DB FX Daily: Short USD and Long GBP Positions Build, Flows to Gilts Slow
FX Daily: Short USD and Long GBP Positions Build, Flows to Gilts Slow
Long GBP, Short USD Positions Build During Ranging Market
Our latest DB FX Positioning Indices updated with data through yesterday's close show continued appetite to add to short USD positions in the first three days of this week with GBP longs and EUR longs building. The latest numbers compared with the last update released on Monday are shown in the chart at left below. The increase in GBP longs is perhaps of some concern as according to our positioning indices it has taken place while GBP/USD has traded in a narrow 1.9580-1.9720 range this week.
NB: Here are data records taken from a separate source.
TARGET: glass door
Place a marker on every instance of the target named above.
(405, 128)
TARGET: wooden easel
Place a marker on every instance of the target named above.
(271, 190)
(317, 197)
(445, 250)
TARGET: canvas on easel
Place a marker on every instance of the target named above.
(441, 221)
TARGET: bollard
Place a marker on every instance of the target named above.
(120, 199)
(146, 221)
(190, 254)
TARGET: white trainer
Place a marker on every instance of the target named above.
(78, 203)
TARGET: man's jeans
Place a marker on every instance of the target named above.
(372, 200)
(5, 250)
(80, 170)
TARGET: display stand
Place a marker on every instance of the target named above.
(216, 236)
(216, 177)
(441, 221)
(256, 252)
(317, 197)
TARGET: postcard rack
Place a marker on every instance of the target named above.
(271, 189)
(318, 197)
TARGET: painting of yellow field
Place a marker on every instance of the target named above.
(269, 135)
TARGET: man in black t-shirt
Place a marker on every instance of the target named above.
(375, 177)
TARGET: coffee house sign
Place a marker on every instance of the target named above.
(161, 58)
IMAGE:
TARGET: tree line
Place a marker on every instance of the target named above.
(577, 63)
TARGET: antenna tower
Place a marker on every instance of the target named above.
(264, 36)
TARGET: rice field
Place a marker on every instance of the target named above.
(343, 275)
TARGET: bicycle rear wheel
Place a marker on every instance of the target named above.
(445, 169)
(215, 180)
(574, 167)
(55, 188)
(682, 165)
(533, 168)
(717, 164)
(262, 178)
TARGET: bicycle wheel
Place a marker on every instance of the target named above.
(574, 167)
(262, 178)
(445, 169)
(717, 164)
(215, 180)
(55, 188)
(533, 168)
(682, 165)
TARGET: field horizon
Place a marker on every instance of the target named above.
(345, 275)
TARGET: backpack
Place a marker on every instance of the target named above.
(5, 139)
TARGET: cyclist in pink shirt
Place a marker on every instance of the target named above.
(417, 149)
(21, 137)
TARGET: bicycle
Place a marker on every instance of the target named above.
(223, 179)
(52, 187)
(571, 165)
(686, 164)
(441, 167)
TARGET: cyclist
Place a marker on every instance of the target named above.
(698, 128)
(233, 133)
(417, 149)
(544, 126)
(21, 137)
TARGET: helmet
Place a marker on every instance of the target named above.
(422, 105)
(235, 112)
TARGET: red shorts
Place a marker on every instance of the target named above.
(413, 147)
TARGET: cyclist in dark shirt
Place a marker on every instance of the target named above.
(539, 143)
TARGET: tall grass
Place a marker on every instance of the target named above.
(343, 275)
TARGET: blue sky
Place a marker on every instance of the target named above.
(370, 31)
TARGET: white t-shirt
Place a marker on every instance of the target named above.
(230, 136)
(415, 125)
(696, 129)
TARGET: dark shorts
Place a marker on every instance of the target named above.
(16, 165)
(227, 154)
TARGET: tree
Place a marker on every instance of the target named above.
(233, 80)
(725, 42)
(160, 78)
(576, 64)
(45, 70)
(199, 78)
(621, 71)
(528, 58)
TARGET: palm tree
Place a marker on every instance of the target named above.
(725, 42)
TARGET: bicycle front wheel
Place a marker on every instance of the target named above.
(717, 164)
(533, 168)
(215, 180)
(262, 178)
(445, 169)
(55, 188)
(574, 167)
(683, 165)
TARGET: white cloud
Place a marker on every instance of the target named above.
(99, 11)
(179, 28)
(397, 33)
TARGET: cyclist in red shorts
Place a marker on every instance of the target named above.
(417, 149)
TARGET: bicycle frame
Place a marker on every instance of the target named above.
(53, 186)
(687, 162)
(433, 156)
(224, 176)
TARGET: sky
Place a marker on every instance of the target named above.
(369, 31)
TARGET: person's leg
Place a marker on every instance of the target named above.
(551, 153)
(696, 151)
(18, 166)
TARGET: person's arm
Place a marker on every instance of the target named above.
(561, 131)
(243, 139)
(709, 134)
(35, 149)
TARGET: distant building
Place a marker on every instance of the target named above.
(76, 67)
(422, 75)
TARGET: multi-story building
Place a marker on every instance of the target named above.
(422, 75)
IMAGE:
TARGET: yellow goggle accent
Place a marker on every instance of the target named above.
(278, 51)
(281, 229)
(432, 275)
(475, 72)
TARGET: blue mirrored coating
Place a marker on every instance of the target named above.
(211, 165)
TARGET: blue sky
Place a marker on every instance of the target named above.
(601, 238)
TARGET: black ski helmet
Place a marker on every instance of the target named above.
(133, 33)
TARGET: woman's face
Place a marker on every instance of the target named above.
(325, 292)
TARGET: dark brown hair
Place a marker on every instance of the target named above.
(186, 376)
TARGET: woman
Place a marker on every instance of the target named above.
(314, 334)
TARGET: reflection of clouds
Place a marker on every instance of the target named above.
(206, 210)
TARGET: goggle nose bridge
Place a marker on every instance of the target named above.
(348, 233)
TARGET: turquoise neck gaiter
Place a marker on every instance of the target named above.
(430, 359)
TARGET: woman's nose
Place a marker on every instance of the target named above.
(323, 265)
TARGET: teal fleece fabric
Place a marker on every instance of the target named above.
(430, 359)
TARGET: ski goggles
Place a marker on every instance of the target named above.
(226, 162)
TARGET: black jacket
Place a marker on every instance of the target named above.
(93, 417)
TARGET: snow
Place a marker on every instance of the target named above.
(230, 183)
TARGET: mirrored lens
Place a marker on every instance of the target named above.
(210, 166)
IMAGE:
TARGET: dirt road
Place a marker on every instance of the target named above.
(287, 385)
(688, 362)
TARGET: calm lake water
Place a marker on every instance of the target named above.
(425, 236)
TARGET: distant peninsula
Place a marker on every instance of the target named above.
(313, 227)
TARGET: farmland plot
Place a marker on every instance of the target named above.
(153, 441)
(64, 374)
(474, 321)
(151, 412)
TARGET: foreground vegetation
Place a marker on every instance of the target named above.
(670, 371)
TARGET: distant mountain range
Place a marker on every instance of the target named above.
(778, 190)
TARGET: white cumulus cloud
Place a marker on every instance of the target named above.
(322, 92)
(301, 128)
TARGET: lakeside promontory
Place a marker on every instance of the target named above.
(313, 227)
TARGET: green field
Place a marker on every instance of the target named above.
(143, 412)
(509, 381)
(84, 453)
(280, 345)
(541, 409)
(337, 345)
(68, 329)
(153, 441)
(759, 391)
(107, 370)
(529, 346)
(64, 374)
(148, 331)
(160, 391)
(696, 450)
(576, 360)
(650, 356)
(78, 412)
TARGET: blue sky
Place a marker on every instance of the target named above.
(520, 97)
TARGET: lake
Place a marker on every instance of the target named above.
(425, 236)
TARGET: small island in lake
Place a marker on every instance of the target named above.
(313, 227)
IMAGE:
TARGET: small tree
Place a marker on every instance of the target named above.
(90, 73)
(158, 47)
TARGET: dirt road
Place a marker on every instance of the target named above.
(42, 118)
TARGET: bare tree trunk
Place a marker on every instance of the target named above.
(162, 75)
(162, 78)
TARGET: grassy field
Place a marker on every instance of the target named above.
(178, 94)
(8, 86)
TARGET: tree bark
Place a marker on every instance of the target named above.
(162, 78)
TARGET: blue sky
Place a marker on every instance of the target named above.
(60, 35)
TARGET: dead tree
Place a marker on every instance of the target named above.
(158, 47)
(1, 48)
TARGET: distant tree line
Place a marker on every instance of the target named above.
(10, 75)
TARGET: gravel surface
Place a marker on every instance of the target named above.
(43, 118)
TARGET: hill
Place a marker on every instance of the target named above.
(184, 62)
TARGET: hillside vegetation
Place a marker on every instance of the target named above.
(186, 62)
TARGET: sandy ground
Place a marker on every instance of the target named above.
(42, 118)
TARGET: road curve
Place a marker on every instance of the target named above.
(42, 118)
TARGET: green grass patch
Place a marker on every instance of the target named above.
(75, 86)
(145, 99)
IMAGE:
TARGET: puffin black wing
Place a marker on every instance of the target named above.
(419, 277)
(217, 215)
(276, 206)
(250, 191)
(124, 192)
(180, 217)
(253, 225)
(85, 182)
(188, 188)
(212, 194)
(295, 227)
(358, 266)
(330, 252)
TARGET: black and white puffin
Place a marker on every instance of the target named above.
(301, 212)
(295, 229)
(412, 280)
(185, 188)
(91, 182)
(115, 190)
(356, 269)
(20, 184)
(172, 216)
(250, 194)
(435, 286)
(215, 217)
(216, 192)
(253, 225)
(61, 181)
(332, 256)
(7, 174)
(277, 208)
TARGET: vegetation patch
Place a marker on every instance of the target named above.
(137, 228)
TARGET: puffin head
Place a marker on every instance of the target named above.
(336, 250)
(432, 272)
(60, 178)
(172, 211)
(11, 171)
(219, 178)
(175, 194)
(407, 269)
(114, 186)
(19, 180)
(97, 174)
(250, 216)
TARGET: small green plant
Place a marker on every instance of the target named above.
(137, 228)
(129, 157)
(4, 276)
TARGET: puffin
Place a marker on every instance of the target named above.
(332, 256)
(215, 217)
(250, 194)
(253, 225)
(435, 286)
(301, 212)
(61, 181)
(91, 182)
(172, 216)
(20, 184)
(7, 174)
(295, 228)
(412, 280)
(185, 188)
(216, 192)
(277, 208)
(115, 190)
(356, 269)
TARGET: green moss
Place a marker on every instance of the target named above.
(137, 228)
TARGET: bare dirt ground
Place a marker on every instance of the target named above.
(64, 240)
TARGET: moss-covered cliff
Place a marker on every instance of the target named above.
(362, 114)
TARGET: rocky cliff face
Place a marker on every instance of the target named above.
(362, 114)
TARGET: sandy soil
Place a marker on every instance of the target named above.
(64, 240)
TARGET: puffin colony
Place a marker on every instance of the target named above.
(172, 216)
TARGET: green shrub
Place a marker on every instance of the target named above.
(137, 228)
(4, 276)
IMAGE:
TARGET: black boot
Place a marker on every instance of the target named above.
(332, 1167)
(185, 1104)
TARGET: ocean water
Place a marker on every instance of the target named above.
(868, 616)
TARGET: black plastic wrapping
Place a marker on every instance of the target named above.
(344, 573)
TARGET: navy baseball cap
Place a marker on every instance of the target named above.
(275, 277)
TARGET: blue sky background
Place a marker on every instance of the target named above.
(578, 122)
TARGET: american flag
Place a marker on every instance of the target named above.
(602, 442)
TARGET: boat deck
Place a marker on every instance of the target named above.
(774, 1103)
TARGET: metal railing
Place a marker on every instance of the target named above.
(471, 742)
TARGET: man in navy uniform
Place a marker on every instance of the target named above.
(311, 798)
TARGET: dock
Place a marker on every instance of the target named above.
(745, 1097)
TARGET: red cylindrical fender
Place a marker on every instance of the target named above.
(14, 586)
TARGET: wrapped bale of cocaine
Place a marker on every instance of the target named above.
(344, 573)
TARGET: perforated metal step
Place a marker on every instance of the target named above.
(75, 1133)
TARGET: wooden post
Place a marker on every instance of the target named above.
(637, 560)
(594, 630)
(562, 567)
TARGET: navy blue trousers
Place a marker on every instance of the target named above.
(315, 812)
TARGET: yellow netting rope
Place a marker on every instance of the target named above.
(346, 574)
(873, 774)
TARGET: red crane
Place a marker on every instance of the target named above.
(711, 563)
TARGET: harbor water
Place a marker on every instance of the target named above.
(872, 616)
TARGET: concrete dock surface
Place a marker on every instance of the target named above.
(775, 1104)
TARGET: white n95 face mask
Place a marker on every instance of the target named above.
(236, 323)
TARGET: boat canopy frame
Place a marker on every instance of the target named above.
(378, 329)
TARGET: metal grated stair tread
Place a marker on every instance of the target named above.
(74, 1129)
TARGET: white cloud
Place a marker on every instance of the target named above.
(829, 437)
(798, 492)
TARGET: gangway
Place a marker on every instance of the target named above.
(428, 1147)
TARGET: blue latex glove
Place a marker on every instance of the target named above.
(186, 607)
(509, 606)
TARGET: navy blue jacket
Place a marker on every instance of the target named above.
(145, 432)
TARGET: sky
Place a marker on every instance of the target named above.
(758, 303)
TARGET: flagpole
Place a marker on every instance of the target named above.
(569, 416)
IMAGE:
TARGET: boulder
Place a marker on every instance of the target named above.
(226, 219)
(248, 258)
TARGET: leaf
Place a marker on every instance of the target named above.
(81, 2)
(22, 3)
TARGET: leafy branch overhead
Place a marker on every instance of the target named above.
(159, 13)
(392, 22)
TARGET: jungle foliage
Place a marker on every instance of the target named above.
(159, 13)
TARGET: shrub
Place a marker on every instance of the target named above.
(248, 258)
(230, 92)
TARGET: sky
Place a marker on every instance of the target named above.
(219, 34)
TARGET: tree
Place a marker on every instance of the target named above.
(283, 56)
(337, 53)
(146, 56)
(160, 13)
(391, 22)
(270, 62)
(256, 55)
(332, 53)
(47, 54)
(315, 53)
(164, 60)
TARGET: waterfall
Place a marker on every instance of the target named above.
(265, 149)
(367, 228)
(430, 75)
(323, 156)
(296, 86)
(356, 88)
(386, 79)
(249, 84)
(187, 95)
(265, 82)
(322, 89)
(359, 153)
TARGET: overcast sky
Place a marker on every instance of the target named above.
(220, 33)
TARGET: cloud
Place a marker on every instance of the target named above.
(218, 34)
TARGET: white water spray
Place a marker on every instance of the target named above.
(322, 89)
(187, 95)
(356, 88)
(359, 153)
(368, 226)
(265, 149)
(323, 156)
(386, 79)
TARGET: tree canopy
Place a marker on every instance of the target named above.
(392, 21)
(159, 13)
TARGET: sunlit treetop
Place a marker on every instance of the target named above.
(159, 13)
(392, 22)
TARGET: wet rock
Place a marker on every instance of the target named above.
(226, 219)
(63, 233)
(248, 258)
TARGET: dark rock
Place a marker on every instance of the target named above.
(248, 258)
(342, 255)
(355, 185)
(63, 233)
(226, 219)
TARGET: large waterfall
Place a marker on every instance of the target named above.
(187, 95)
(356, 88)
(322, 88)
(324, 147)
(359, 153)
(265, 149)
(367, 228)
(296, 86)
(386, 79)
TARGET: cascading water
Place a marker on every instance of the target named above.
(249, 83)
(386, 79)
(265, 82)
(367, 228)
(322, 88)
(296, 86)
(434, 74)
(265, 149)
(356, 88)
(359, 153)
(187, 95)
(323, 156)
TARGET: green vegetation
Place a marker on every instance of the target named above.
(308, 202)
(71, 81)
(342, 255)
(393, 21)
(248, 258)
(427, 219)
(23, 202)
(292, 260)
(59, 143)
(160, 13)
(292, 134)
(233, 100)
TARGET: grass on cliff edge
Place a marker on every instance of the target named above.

Though USD short positions have yet to reach "extreme" levels beyond -7 on our index, the recent increase in short USD positions has occurred while the USD index has traded sideways over the past week. In summary while short USD and long GBP positions have yet to reach extreme levels that would point to a higher probability of mean reversion, the recent accumulation of risk during ranging markets may present some short-term vulnerabilities. While the risk of a USD correction exists should the steady diet of negative US data surprises be interrupted, we continue to see the scope of any correction as quite limited given the still negative USD environment presented by narrowing real rate spreads driven by weak activity data, building inflation concerns and a steepening US yield curve (see yesterday's FX Daily). For GBP however, if we were to see negative data surprises with the money markets still pricing some probability of a 25 bp rate increase in April or another dip in risk appetite the potential for correction could be higher. In other currencies, there has been little sign of reduction in long AUD positions but a small shift to long JPY following yesterday's JPY rally against many currencies including the high yielders.
Foreign Gilt Purchases Fell Back in Q1 Following Oil Correction in H2 2006
Earlier this week we looked at oil correlations with G10 FX and found that GBP/USD had seen the most rapid increase in correlation with oil over the past few years. We believe much of this has been driven by increased reserve building by oil exporters who may have larger allocations to GBP. The close relationship between crude oil prices and gilt purchases would support this view. The chart at right below shows the latest data on foreign gilt purchases and records a substantial slowdown to start 2007 as oil prices sagged in 2006. But going forward a renewed rally in crude prices could once again provide capital flows to support GBP though currently the once strong inflows appear to have abated in Q1 of 2007.